Wednesday, November 25, 2015

Personality classification via NLP

I recently connected with David Rostcheck, an NLP expert from Chile who is taking our Coursera Course. David told me some interesting thing about personality testing using text inputs I wanted to share here, as I was not aware of this field. 

Here is guest blog post from David:

When we think of hot Data Science tools, we usually think of Machine Learning and Data Visualization. Another area that does not get quite as much attention - but can produce amazing results - is Natural Language Processing (NLP). These algorithms can give powerful insight into the subject’s education, power dynamic, tone, and other personal traits. I recently completed an engagement in which I did quite a bit of this work and got to use some cutting edge APIs.
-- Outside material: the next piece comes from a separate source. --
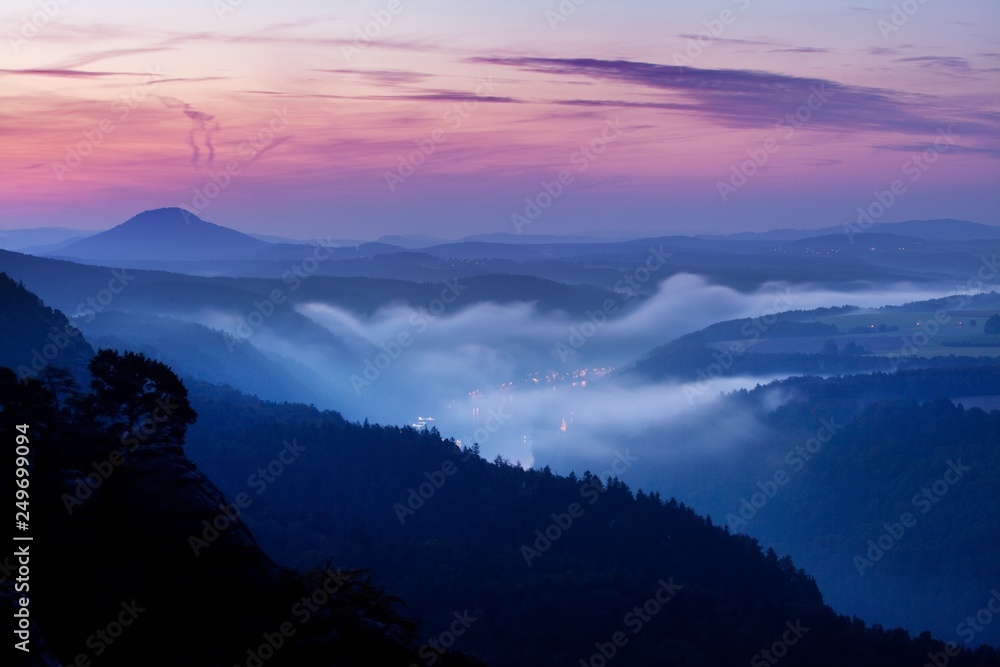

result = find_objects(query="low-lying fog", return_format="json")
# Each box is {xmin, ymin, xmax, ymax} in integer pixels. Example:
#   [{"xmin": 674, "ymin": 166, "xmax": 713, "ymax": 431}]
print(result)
[{"xmin": 230, "ymin": 275, "xmax": 964, "ymax": 472}]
In this article, I will explain how NLP functions and discuss using IBM Watson and Receptiviti to analyze personality from writing.

Natural Language Processing uses statistical techniques to extract insight from text. Consider assessing the grade level of a piece of text. When we say that something is “written at a 10th grade level,” we are speaking about how it scores on a standard metric. There are several, but one of the most common is called the “Flesch-Kincaid” score [1]. It was developed in the 1970s through a statistical study of language. Flesch-Kincaid is a simple formula using two variables: the average number of words per sentence and the average number of syllables per word. 

Although it seems simple [2], this heuristic can quickly and accurately assess the grade level of a written sample. Flesch-Kinkaid, like all Natural Language Processing algorithms, is specific to a language (in this case, English). Assessing writing in another language, such as Spanish, requires a different formula.

In today’s world of Deep Learning algorithms that extract features and relationships, NLP’s statistics-based approach can seem unsatisfying. The algorithm knows nothing about what the words mean. Feeding meaningless long sentences with multisyllabic words to the Flesch-Kincaid formula will produce a high grade score. But the methods work because the relationships hold true, given enough data – which, because text is information-dense, can be fairly little.

If Natural Language Processing is “just a bag of statistical tricks,” then why do we care about it? Advanced techniques, such as personality analysis, can give powerful, immediate insight to deep traits of the writer - or at least to the persona exposed by this sample. Is the author a Type-A person? How hostile is the message? Is it brooding? Impulsive? Emotionally distant, or accessible? Is the author in a high or low-status power position relative to the recipient? Does the writing show signs of mental instability? We can assess all those parameters. Furthermore, the fast execution of these heuristics allows us to push high volumes of data through them quickly.

We can directly implement simple algorithms, like the one above. More complex analysis requires a set of correlation coefficients established by painstaking academic research. Vendors generally acquire the research and wrap the algorithm in a web service API. For extracting insight about each subject, I used IBM Watson’s Personality Insight API and Receptiviti.

IBM’s service consumes text and returns scores along the axes (“traits”) of three different psychological models: Big 5, Needs, and Values. For example, using the Big 5 model, it will evaluate the openness, conscientiousness, extraversion, agreeableness, and emotional range of the input.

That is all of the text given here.